I know how to disable UAC. I shouldn't have to disable it. It should actually be implemented so a veteran user would enjoy the extra security, but it isn't. UAC is one of Vista's core features, as others have pointed out earlier in this thread criticizing me for even considering turning it off (which I normally do right off the bat after I saw how badly it works). It may improve come Windows 7, because who knows, they may have WinFS out which could be designed with privilege escalation security in mind. The very designer of UAC admitted it was designed to annoy users to get programmers to change their ways. That's why I was saying Vista is a stepping stone to Windows 7. They released half of Vista because releasing all of it would've caused whiplash to support.

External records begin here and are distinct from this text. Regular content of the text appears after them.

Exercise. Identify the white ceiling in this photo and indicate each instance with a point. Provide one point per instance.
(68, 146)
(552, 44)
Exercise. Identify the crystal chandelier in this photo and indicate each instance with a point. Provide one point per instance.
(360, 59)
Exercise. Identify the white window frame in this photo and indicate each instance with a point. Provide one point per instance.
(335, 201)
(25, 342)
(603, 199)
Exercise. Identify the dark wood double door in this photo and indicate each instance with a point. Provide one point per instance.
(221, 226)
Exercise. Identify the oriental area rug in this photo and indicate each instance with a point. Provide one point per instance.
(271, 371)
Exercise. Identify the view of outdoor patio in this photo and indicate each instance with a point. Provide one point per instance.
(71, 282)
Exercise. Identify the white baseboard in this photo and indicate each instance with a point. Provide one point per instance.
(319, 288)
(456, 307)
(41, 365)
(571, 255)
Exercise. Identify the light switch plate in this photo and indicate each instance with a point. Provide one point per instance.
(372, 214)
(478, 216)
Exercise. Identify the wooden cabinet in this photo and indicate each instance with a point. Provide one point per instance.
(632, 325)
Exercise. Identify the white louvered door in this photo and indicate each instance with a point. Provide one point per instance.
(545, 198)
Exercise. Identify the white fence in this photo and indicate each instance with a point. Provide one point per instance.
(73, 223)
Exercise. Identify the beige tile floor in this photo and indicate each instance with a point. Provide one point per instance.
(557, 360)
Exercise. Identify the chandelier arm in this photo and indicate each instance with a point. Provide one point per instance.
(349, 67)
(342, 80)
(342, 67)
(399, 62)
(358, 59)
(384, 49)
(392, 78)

My approach to security is system hardening. Disable all services and shell extensions that you don't use; uninstall all software you don't use; reduce processes on an all user basis. The more system level processes you run the more likely you're running processes with vulnerability and exploits. (i.e. why run terminal services as automatic if you never use it.) Most users don't know how to do this, because when you change your use of the computer you sometimes have to reenable a service or shell extension (so you have to know what all of it does). So instead we run as many umbrellas over the mess as possible (antivirus, antitrojan, user account control) rather than actually assessing right off which functions the users needs on OS install. For instance, if you tell Vista that this computer will never touch the internet and is exclusively used by one person, bitlocker = ultimate security, everything else can just be disabled automatically. They took a step backwards in trusting their OS users with Vista. I'm sure grandma is safer in knowing that, if she actually used something other than a mac.
 
Vista, like most modern desktop OSes, has to be designed to tailor to the lowest common denominator meaning your average Joe - not me, I assure you. But to the average Joe walking into Best Buy or Circuit City, even Wal-Mart these days and wanting to buy a computer that's ready to roll outta the box when he (or maybe average Jody, she) gets it home and wants it to work right then and there.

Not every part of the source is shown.